Это ведь не больно трудно! Идёшь и видишь – лес – леса, небо – небеса!.. А то поле – воля!.. Само собой выходит!

      – А теперь что ты будешь делать? – спросил его Илья.

      Пашка мигнул глазами, оглянулся вокруг, помолчал и, наконец, негромко и неуверенно сказал:

      – Что-нибудь!..

      Но тотчас же снова решительным голосом объявил:

      – А потом – опять убегу!..

      Он стал жить у сапожника, и каждый вечер ребятишки собирались к нему. В подвале было тише и лучше, чем в каморке Терентия. Перфишка редко бывал дома – он пропил всё, что можно было пропить, и теперь ходил работать подённо по чужим мастерским, а если работы не было – сидел в трактире. Он ходил полуголый, босый, и всегда подмышкой у него торчала старенькая гармония. Она как бы срослась с его телом, он вложил в неё частицу своей весёлой души, и оба стали похожи друг на друга – оборванные, угловатые, полные задорных песен и трелей. Вся мастеровщина в городе знала Перфишку как неистощимого творца разудалых и смешных «частушек», – сапожник был желанным гостем в каждой мастерской. Его любили за то, что тяжёлую, скучную жизнь рабочего люда он скрашивал песнями и складными, шутливыми рассказами о разных разностях.

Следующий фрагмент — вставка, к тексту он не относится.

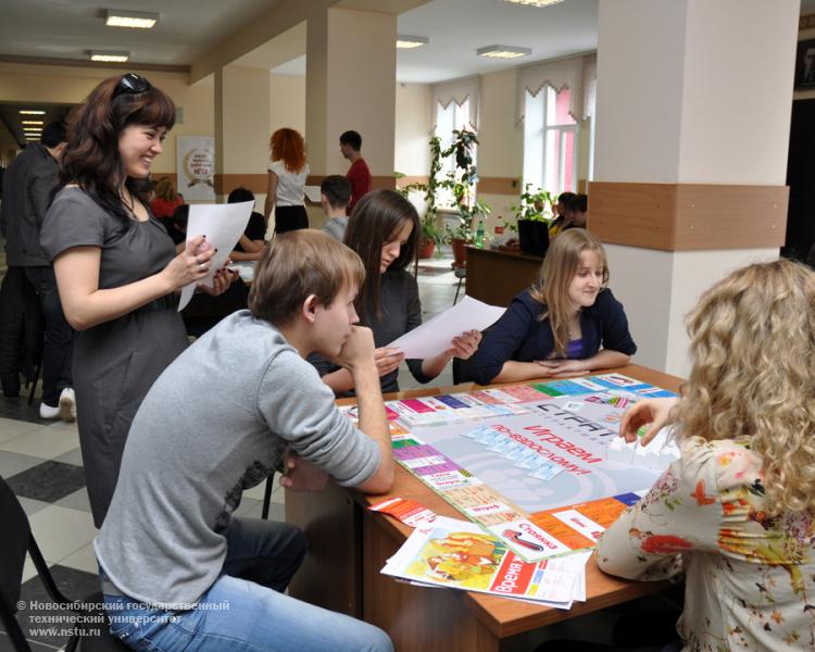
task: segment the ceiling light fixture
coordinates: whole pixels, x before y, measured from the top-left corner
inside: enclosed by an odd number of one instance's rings
[[[104,14],[108,27],[134,27],[136,29],[152,29],[159,22],[159,14],[147,11],[123,11],[109,9]]]
[[[563,0],[504,0],[504,2],[511,2],[512,4],[526,4],[527,7],[549,7],[550,4],[563,2]]]
[[[476,50],[478,57],[490,57],[492,59],[517,59],[531,53],[531,48],[516,48],[514,46],[487,46]]]
[[[412,50],[413,48],[421,48],[430,42],[430,39],[426,36],[408,36],[406,34],[400,34],[397,36],[397,48],[400,50]]]
[[[91,61],[103,61],[105,63],[124,63],[130,59],[129,52],[116,52],[111,50],[90,50],[88,55]]]

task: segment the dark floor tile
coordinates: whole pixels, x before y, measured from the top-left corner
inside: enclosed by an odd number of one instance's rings
[[[68,600],[83,601],[89,595],[99,592],[99,578],[90,573],[84,570],[77,570],[75,568],[68,568],[67,566],[52,566],[51,575],[57,582],[57,587],[60,589],[63,595]],[[32,644],[32,650],[54,650],[64,645],[67,642],[67,638],[59,636],[57,631],[46,634],[41,631],[43,628],[54,628],[59,630],[61,628],[71,627],[71,612],[64,612],[55,606],[49,606],[53,603],[51,598],[46,591],[46,587],[39,577],[33,577],[23,585],[23,590],[20,594],[20,600],[25,603],[25,609],[17,612],[17,623],[23,628],[23,632],[29,640],[35,641]],[[45,609],[43,609],[45,607]],[[65,615],[63,622],[57,623],[35,623],[32,620],[33,615],[38,616],[54,616],[59,620]],[[37,629],[40,631],[33,631]],[[7,636],[0,637],[0,652],[5,650],[3,643],[8,643],[8,649],[12,650],[11,641]],[[37,644],[37,647],[35,647]]]
[[[28,640],[28,647],[32,652],[57,652],[60,650],[57,645],[49,645],[47,643],[40,643],[38,641]],[[14,647],[11,644],[9,635],[4,631],[0,631],[0,652],[16,652]]]
[[[49,460],[7,481],[16,496],[52,503],[85,487],[85,472],[73,464]]]
[[[39,417],[39,398],[35,398],[32,404],[28,404],[28,396],[20,396],[15,399],[0,397],[0,416],[4,418],[16,418],[32,424],[52,424],[53,419]]]

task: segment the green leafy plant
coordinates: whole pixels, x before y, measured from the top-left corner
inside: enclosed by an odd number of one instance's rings
[[[402,196],[408,197],[411,191],[417,191],[424,193],[425,199],[425,214],[422,217],[422,238],[425,240],[432,240],[437,246],[443,244],[446,235],[442,229],[438,227],[438,209],[436,206],[436,193],[441,184],[439,179],[439,172],[441,171],[441,140],[438,136],[430,138],[430,174],[427,178],[426,184],[409,184],[400,188]],[[396,173],[397,178],[403,178],[405,175],[402,173]]]
[[[472,190],[478,181],[474,154],[478,145],[478,137],[467,129],[455,129],[453,141],[441,152],[441,158],[453,156],[455,165],[447,178],[439,183],[439,187],[448,188],[453,195],[459,221],[455,227],[448,228],[447,235],[451,239],[472,242],[475,238],[477,221],[490,214],[491,209],[484,200],[474,200]]]
[[[524,186],[519,203],[510,209],[515,213],[515,220],[531,220],[534,222],[551,222],[553,196],[548,190],[532,190],[531,184]],[[516,227],[517,228],[517,227]]]

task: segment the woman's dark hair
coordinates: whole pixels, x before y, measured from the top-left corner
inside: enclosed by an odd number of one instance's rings
[[[413,224],[408,242],[399,252],[399,258],[388,267],[386,274],[401,272],[418,260],[418,214],[413,204],[396,190],[373,190],[356,202],[346,228],[343,243],[353,249],[365,265],[365,283],[356,294],[356,314],[364,323],[367,314],[381,317],[379,312],[379,266],[383,244],[396,237],[405,222]]]
[[[122,183],[147,204],[149,179],[126,176],[118,139],[130,125],[171,129],[174,124],[173,100],[143,77],[130,73],[105,79],[68,116],[58,188],[77,184],[105,211],[128,220],[120,197]]]
[[[229,197],[226,198],[226,203],[241,203],[244,201],[254,201],[254,195],[249,188],[239,186],[229,192]]]

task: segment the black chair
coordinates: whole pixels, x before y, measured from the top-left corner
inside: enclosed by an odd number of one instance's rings
[[[0,477],[0,524],[5,534],[0,537],[0,622],[11,639],[12,647],[18,652],[30,652],[23,628],[17,623],[17,601],[23,584],[23,566],[26,552],[32,556],[37,574],[54,603],[73,605],[61,614],[75,613],[77,618],[84,616],[86,623],[65,624],[66,628],[77,630],[65,647],[65,652],[118,652],[128,648],[115,638],[108,629],[108,617],[101,609],[102,593],[88,595],[77,604],[65,598],[57,587],[46,560],[34,540],[28,517],[5,480]],[[87,605],[87,611],[74,606]],[[92,623],[92,624],[89,624]]]

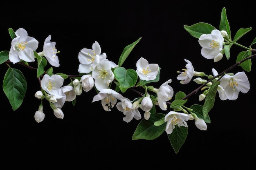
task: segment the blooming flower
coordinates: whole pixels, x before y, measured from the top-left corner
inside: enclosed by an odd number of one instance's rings
[[[207,125],[203,119],[198,118],[196,115],[194,113],[189,114],[189,120],[195,119],[195,124],[198,129],[202,130],[207,130]]]
[[[50,64],[55,67],[58,67],[60,63],[58,61],[58,57],[56,55],[57,53],[59,53],[55,48],[56,43],[55,42],[51,42],[52,37],[49,35],[45,39],[43,45],[43,50],[40,53],[38,53],[39,56],[44,56],[48,61]]]
[[[189,116],[186,114],[171,111],[164,117],[164,121],[167,122],[165,131],[168,134],[173,132],[173,130],[175,128],[175,126],[179,127],[183,126],[188,127],[187,121],[189,119]]]
[[[195,73],[194,67],[190,61],[186,59],[184,59],[184,60],[187,62],[187,64],[186,64],[186,69],[182,69],[184,71],[178,71],[178,73],[181,73],[177,77],[177,79],[180,80],[180,82],[182,84],[189,83]]]
[[[163,110],[167,110],[167,105],[166,102],[171,100],[173,96],[173,89],[168,83],[172,82],[171,79],[162,84],[159,88],[153,88],[151,90],[157,93],[157,102],[160,108]]]
[[[108,59],[101,60],[92,73],[95,87],[99,91],[107,88],[115,78],[111,70],[111,64],[109,62]]]
[[[92,49],[83,48],[79,53],[78,60],[80,62],[78,68],[79,73],[90,73],[101,61],[107,58],[106,53],[101,54],[101,49],[97,41],[95,41],[92,44]]]
[[[93,97],[92,103],[101,100],[101,104],[104,110],[110,111],[110,108],[112,108],[117,103],[117,99],[123,99],[123,96],[113,90],[106,88],[102,89]]]
[[[157,77],[159,67],[157,64],[148,64],[148,62],[141,57],[136,63],[136,70],[138,76],[142,80],[152,80]]]
[[[141,118],[141,115],[138,109],[135,109],[132,107],[132,103],[129,99],[124,97],[121,102],[116,105],[117,109],[123,112],[125,117],[123,118],[124,121],[130,122],[134,117],[137,120]]]
[[[27,62],[35,61],[34,51],[37,49],[38,42],[34,38],[28,36],[25,29],[20,28],[15,32],[16,37],[11,41],[9,52],[9,60],[15,64],[21,60]]]
[[[85,74],[83,75],[80,79],[82,87],[84,91],[89,91],[94,86],[94,79],[91,74]]]
[[[224,89],[225,94],[229,100],[235,100],[239,92],[246,93],[250,89],[250,84],[244,72],[239,72],[231,76],[227,74],[220,79],[220,85]]]
[[[223,57],[220,52],[223,49],[224,41],[224,38],[220,31],[217,29],[212,30],[210,34],[202,34],[198,40],[202,47],[202,55],[207,59],[213,59],[214,62],[219,61]]]
[[[55,96],[57,99],[63,97],[62,91],[59,88],[62,86],[64,79],[58,75],[50,76],[47,74],[44,75],[41,81],[41,86],[47,93]]]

      Когда ему удавалось заработать несколько копеек, он половину отдавал дочери – этим и ограничивались его заботы о ней. Она была полной хозяйкой своей судьбы. Она очень выросла, её чёрные кудри спустились до плеч, тёмные глаза стали серьёзнее и больше, и – тоненькая, гибкая – она хорошо играла роль хозяйки в своей норе: собирала щепы на постройках, пробовала варить какие-то похлёбки и до полудня ходила с подоткнутым подолом, вся испачканная сажей, мокрая, озабоченная. А состряпав обед, убирала комнату, мылась, одевала чистое платье и садилась за стол к окну чинить что-нибудь из одёжи.

      К ней часто приходила Матица, принося с собой булки, чай, сахар, а однажды она даже подарила Маше голубое платье. Маша вела себя с этой женщиной, как взрослый человек и хозяйка дома; ставила маленький жестяной самовар, и, попивая горячий, вкусный чай, они говорили о разных делах и ругали Перфишку. Матица ругалась с увлечением, Маша вторила ей тонким голосом, но – без злобы, только из вежливости. Во всём, что она говорила про отца, звучало снисхождение к нему.

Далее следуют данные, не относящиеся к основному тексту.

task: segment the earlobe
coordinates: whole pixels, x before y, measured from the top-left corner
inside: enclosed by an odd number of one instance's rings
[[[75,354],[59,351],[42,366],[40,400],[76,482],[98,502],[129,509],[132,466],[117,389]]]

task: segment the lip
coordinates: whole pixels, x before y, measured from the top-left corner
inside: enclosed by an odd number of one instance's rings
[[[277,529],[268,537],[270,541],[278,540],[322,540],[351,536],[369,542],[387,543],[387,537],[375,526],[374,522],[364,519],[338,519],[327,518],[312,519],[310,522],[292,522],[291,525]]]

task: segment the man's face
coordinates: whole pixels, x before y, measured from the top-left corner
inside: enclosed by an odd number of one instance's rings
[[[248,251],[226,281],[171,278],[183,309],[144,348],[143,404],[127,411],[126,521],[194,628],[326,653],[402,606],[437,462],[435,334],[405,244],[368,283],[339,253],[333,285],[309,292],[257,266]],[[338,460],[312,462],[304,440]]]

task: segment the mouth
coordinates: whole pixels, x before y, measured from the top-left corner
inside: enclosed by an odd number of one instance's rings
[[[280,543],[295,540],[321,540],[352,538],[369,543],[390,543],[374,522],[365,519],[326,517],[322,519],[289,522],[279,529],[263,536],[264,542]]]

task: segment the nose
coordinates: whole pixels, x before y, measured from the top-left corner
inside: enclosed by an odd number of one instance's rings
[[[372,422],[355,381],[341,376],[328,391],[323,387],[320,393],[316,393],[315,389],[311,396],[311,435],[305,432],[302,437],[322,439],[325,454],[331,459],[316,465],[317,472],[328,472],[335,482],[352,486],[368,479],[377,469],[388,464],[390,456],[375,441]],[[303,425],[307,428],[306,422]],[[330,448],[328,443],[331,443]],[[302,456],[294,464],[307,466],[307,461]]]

      – А чтоб в него печёнки зсохлись! – гудела Матица, свирепо поводя бровями. – Что ж? Забыл он, пьянчуга, что в него дитя малое зосталось? Гадка́ его морда, чтоб здох, як пёс!

      – Он ведь знает, что я уж большая и всё сама могу… – говорила Маша.

      – Боже мой, боже! – тяжело вздыхала Матица. – Что же это творится на свете белом? Что будет с девочкой? Вот и у меня была девочка, как ты!.. Зосталась она там, дома, у городи Хороли… И это так далеко – город Хорол, что если б меня и пустили туда, так не нашла бы я до него дороги… Вот так-то бывает с человеком!.. Живёт он, живёт на земле и забывает, где его родина…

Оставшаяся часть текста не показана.